Coles found that food price inflation had moderated in the most recent half, driven by a decrease in fresh produce costs and a decline in meat prices due to falling livestock prices.
In announcing a 1.6% increase in earnings before interest and tax (EBIT) to $1.007 billion, the supermarket chain said overall price inflation was 3%, down form 3.01% last half.
Drivers of food inflation driven primarily by dairy products on higher farm gate milk prices, while eggs were also more expensive. It also saw inflation in the bakery division where higher wheat prices and labour costs were generating upward price requests from suppliers.
Supermarkets sales revenue of $19.8 billion increased by 4.9% with sales revenue growth of 5.1%.
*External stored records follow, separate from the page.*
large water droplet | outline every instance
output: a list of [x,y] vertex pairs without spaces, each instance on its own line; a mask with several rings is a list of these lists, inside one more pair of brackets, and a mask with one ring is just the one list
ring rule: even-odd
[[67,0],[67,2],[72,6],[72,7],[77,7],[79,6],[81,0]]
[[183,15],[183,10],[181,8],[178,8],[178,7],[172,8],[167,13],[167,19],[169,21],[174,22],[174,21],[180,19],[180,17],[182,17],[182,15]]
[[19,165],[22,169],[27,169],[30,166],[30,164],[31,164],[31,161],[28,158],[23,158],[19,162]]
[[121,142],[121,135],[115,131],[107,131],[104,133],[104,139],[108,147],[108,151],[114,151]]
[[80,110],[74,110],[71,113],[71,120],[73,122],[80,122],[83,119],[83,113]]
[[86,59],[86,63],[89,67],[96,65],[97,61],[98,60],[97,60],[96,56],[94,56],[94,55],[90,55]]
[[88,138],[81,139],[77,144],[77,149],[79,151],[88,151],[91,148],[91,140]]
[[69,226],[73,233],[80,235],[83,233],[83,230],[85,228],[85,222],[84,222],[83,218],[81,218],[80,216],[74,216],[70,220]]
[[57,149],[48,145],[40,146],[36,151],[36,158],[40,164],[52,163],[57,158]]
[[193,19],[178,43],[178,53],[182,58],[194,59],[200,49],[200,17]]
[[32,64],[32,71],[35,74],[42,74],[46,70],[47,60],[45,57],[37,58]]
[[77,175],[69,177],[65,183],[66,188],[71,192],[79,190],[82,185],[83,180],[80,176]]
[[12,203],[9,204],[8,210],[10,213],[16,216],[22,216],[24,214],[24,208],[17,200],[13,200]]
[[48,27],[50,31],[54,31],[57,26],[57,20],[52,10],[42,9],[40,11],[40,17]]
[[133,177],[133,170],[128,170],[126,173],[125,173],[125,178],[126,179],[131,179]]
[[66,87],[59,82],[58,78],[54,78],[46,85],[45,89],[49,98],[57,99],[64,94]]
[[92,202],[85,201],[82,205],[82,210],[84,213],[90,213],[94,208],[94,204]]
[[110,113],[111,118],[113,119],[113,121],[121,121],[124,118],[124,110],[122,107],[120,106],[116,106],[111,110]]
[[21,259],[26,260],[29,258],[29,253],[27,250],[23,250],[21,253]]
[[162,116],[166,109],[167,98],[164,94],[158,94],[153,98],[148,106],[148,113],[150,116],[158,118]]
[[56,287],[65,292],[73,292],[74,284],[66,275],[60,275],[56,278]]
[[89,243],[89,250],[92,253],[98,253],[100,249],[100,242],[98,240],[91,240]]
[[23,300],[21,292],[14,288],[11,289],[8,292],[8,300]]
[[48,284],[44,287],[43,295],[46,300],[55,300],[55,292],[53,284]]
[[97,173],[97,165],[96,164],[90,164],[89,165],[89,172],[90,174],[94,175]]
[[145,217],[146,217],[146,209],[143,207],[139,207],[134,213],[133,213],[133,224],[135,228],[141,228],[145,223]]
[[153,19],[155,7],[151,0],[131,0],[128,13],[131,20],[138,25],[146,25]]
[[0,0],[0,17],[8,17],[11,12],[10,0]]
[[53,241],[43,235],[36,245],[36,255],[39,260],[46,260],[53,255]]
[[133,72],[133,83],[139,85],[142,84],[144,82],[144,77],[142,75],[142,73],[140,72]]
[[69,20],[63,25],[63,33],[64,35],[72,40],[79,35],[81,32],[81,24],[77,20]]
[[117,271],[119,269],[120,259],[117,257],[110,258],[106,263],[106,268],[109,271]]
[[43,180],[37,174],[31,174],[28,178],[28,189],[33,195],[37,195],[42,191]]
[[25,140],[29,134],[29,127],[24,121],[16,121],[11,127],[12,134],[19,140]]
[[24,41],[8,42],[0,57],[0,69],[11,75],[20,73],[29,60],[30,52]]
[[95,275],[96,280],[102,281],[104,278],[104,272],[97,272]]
The supermarket delivered an EBIT margin of 5.3% on total sales.
The company called out cost of living pressure on many Australian households, and said that its “Great Value, Hands Down” campaign resulted in price drops on more than 500 products.
"We understand the cost of living pressures that many of our customers face, such as higher rent, mortgage, energy, and other household bills. That’s why we are working hard to deliver value to our customers every day,” Coles Chief Executive Officer Leah Weckert said.
“We know that price matters to our customers, especially during the festive season. With this in mind, we worked with our suppliers to offer value in December, with quality Christmas products at a great price well received by our customers.”
Shoppers are moving into cheaper brands, cheaper cuts of meat, buying more bulk and buying more frozen,” Ms Weckert told reporters. They are buying less alcohol, too.
“I think what has become more apparent to me in the last six months has really been (that) customers are willing to travel more to access value."
The company also announced it had expanded the use of methane reducing feed supplement Bovaer® with three Coles Finest Certified Carbon Neutral Beef range suppliers now including it into their feeding programs.